Monitor cache growth:

du -sh /data/cache/debian-12-x86_64/
du -sh /data/html/

Maintenance#

Cache Management#

The cache grows over time. After each batch run, garbage collection automatically:

  1. Layer GC: Deletes build/doc layers not referenced by current solutions
  2. Universe GC: Deletes universe directories not referenced by any blessed package

GC runs automatically at the end of each batch. Special layers are preserved:

  • base - Base OS image
  • solutions - Solver cache
  • doc-driver-* - Shared odoc driver
  • doc-odoc-* - Per-OCaml-version odoc

Manual Cache Cleanup#

To force a complete rebuild:

# Remove all layers (keeps base)
rm -rf /data/cache/debian-12-x86_64/build-*
rm -rf /data/cache/debian-12-x86_64/doc-*

# Remove solution cache (forces re-solving)
rm -rf /data/cache/debian-12-x86_64/solutions/

Updating opam-repository#

cd /data/opam-repository
git fetch origin
git reset --hard origin/master

Solutions are cached by opam-repository commit hash, so updating automatically invalidates old solutions.

Epoch Transitions#

For major changes (new odoc version, URL scheme change), you may want a clean rebuild:

  1. Create new html directory: /data/html-new/
  2. Run full batch with --html-output /data/html-new/
  3. Once complete, atomically swap: mv /data/html /data/html-old && mv /data/html-new /data/html
  4. Remove old: rm -rf /data/html-old

Troubleshooting#

Build Failures#

Check the build log:

cat /data/cache/logs/latest/build/failing-pkg.1.0.0.log

Or check the layer directly:

cat /data/cache/debian-12-x86_64/build-*/build.log

Doc Generation Failures#

cat /data/cache/logs/latest/docs/failing-pkg.1.0.0.log

Common issues:

  • Missing .cmti files (package doesn't install them)
  • odoc bugs with certain code patterns
  • Memory exhaustion on large packages

Stale .new/.old Directories#

If a run was interrupted, stale staging directories may exist:

find /data/html -name "*.new" -o -name "*.old"

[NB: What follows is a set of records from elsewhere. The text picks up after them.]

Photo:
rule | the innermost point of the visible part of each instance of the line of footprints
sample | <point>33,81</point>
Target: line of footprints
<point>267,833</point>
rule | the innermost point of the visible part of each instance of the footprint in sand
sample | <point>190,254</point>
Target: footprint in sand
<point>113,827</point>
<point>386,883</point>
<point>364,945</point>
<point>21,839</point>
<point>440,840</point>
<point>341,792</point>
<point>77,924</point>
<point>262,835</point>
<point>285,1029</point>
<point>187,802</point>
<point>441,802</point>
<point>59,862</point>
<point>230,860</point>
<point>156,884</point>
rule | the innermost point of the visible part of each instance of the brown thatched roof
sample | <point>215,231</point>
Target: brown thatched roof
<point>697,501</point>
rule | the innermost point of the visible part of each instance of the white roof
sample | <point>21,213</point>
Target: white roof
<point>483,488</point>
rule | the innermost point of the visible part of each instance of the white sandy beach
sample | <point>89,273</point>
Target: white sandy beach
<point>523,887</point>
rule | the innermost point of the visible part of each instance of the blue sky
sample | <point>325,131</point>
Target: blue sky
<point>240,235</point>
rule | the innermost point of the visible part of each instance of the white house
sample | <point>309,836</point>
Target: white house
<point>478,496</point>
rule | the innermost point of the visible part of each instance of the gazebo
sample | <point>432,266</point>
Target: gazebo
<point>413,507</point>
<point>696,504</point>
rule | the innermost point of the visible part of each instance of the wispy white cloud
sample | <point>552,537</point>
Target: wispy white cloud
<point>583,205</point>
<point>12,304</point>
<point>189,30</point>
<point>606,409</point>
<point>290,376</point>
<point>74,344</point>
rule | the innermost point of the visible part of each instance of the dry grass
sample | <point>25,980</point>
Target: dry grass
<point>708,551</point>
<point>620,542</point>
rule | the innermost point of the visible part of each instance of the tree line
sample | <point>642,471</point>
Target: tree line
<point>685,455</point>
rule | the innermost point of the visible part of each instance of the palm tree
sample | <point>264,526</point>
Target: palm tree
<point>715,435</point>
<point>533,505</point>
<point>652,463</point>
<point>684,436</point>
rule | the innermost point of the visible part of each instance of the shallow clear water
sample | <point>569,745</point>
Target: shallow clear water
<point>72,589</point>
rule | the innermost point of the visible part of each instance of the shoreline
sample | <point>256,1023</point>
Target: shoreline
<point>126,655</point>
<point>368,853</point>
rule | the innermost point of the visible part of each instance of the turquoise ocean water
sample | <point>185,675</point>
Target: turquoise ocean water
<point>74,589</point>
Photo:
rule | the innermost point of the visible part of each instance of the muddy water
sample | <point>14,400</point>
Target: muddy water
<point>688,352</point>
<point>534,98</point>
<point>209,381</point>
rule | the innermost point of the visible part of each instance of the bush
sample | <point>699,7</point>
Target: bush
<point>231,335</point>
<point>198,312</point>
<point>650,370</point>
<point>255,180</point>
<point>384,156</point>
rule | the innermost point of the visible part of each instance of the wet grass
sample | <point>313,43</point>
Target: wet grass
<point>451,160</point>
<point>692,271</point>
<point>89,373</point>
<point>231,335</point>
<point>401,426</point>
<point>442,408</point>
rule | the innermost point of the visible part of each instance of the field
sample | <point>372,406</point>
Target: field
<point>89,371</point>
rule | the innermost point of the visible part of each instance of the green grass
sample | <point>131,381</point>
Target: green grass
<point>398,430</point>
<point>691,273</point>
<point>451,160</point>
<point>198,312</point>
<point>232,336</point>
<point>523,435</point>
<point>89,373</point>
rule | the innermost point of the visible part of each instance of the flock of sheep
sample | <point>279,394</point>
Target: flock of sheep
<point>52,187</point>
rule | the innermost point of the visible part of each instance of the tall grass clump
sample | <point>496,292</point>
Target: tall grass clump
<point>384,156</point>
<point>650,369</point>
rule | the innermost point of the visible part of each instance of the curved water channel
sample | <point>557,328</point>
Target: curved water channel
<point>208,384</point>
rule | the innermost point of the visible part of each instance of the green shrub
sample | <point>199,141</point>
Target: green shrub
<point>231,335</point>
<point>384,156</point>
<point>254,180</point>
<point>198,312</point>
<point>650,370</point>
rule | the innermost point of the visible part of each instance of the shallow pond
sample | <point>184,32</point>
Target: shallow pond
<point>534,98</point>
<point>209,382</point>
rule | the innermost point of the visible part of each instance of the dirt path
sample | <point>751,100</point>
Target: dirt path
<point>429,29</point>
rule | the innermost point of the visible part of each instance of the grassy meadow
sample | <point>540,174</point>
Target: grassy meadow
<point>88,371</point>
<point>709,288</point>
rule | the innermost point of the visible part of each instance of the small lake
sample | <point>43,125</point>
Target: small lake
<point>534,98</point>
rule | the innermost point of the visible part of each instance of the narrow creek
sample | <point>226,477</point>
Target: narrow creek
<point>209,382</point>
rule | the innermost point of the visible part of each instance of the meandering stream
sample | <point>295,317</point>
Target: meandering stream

These are automatically cleaned up at the start of each batch run.

Permission Issues#

day10 uses runc containers which require root. If you see permission errors:

# Check runc works
sudo runc --version

# Ensure cache directory is accessible
sudo chown -R root:root /data/cache

Memory Issues#

For large package sets, you may need to limit parallelism:

# Reduce fork count
day10 batch --fork 4 ...

Or increase system memory/swap.

Architecture Notes#

How Layers Work#

Each package build creates a layer using overlay filesystem:

build-{hash}/
├── fs/           # Filesystem overlay (installed files)
├── build.log     # Build output
└── layer.json    # Metadata (package, deps, status)

The hash is computed from the package and its dependencies, so unchanged packages reuse existing layers.

Blessing#

In batch mode, day10 computes "blessings" - which package version is canonical for each package name. Blessed packages go to /html/p/, non-blessed go to /html/u/{universe}/.

Graceful Degradation#

When doc generation fails:

  1. New docs are written to a staging directory
  2. On success: atomically swap staging → final
  3. On failure: staging is discarded, old docs remain

This ensures the live site never shows broken docs.